Orange Day calls to stop violence against indigenous women and girls

Every 25th of the month is commemorated to draw attention to the elimination of violence against women and girls. In April, the theme for Orange Day is the elimination of violence against indigenous women and girls.

Date:

 Otilia Lux de Coti. Photo: UN Radio/Rocío Franco. | Tarcila Zea. Photo: UN Women/Ryan Brown.
Otilia Lux de Coti. Photo: UN Radio/Rocío Franco. | Tarcila Zea. Photo: UN Women/Ryan Brown.

This Orange Day, 25 April, is dedicated to eradicating violence against indigenous women and girls. This is a particularly complex challenge in Latin America and the Caribbean considering the many forms of violence they face: from daily discrimination to extreme forms of violence, such as the murder of the Honduran activist, feminist and indigenous leader Berta Cáceres in March 2016. To commemorate the day, two indigenous leaders and activists discuss the many forms of violence suffered by indigenous women and girls in the Latin America and the Caribbean region, and lay out the way forward to eradicate them.

"We prefer to speak of “violences”, in plural," said Tarcila Rivera Zea, a member of the Permanent Forum on Indigenous Issues of the United Nations and founder of the non-governmental organization CHIRAPAQ, Center of Indigenous Cultures of Peru."’Violences’ in plural speaks of the need and urgency to link the violence that indigenous women face with our individual and collective rights. In this plurality, discrimination and racism act as an umbrella that covers other forms of violence, which happen in the face of States and citizens that tend to invisibilize and ignore the indigenous peoples.”

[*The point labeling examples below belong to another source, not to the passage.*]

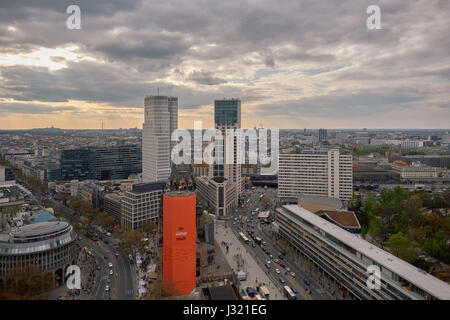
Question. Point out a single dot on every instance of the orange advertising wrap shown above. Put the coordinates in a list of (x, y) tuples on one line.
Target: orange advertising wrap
[(179, 242)]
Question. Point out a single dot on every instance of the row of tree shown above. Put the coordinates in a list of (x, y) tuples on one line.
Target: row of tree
[(402, 220)]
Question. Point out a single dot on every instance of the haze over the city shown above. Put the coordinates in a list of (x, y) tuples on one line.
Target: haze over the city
[(293, 64)]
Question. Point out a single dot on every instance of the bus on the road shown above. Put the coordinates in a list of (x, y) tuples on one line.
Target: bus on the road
[(264, 291), (289, 294)]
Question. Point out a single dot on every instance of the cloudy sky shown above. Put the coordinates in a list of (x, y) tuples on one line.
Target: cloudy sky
[(294, 64)]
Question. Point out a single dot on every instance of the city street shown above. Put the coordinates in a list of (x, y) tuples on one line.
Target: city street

For Otilia Lux de Coti, a renowned Mayan leader and activist in Guatamala, and Executive Director of the International Forum of Indigenous Women Tania Pariona Tarqui, a Quechan Peruvian Congresswoman and member of the Continental Network of Indigenous Women of the Americas, one of the main issues is institutional violence against indigenous women and girls, since this holds back their full development and empowerment.

"Violence, discrimination and racism are scourges that prevent the full development of indigenous women and girls," said Lux de Coti, "institutional violence is particularly evident when we consider that the rule of law is not equal for all citizens".

Orange Day is commemorated  on the 25 of every month in the framework of the UN Secretary General’s Campaign "UNiTE to End Violence against Women".